Center for Communication, Media Innovation & Social Change

As the newest center within the College of Arts, Media, and Design, CCMISC is a research, teaching and communications hub that applies a four-pronged approach (experimentation, creation, intervention and preservation) to disrupt historically dominant power structures in media and communication. In its second year, CCMISC will expand its community-focused work.

Led by Dr. Meredith D. Clark, an associate professor in the School of Journalism and Department of Communication Studies, CCMISC counts faculty and graduate students among its members, and welcomes individuals from Roxbury and surrounding areas to join its Community Advisory Council. CCMISC also welcomes interest from local residents and Northeastern students, faculty, and staff on our campuses across the United States and throughout the world.

CCMISC is guided by three statements of core values:

  • Collaboration and collective inquiry
  • Work that is historically informed and futuristically oriented
  • Projects defined as audacious experiments

During the 2023-24 academic year, CCMISC will lead programming crafted around the theme of “Care & Repair.” This theme puts CCMISC’s values in dialogue with work about restorative justice, feminized labor, and critical care infrastructures. Our theme is also designed to help members identify connections among individual projects and offer a shared frame of reference for the CCMISC community’s work for the academic year.

CCMISC will continue to fulfill our values through the establishment of the community advisory board, the further development of a community-centered communication grant program, keynote events in the fall and spring, and a series of monthly “Critical Conversation” panel events to connect graduate students with the change-makers & communicators within their advocacy fields of focus.

Center members are engaged in an array of individual and collective projects, including an investigation of how news media erases women from its visual narratives; a study on the impact of efforts to diversify food journalism; the preservation of Black digital culture, and the creation of an audio storytelling training program designed to equip young women in the Boston area with skills to write, edit, and produce their own narratives.


Meet the Team

 

Dr. Meredith D. Clark, Director

Meredith Clark is an Associate Professor in the School of Journalism and the Department of Communication Studies. She is also the Founding Director of the College of Arts, Media and Design’s Center for Communication, Media Innovation, and Social Change. Her research focuses on the intersections of race, media, and power in digital, social, and news media, and is informed by the years she spent working in newsrooms as an editor, editorial writer and columnist.

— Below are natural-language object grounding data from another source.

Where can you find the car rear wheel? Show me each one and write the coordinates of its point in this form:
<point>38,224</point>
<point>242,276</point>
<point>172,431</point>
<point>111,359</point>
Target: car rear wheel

Her manuscript We Tried to Tell Y’all: Black Twitter & Black Digital Resistance is under contract with Oxford University Press. Clark’s academic research has been published in Communication & the Public, Communication, Culture & Critique, Social Movement Studies, Electronic News, and the Journal of Social Media in Society. She is the academic lead for Documenting the Now II, a project supported by the Andrew W. Mellon Foundation that helps community-based activists create and maintain digital archives of their work.

Prior to joining CAMD, Clark was an Assistant Professor in the Department of Media Studies at the University of Virginia and a 2020-2021 faculty fellow at the Data & Society Research Institute.


Claire Ogden, Communications Specialist

Claire Ogden (she/they) is the Communications Specialist for the Center for the Arts and the Center for Communication, Media Innovation, and Social Change. She holds a BA in Anthropology and Media from Brandeis University. Outside of her work at Northeastern, she is a freelance arts writer and nonfiction film producer/curator.


Evelyn O’Donoghue, Administrative Coordinator

Evelyn O’Donoghue (she/they) is the Administrative Coordinator for the Center for the Arts and the Center for Communication, Media Innovation, and Social Change. She graduated from Mass Art in 2022 with a degree in fiber arts, and her artwork has been exhibited at Boston Sculptors Gallery.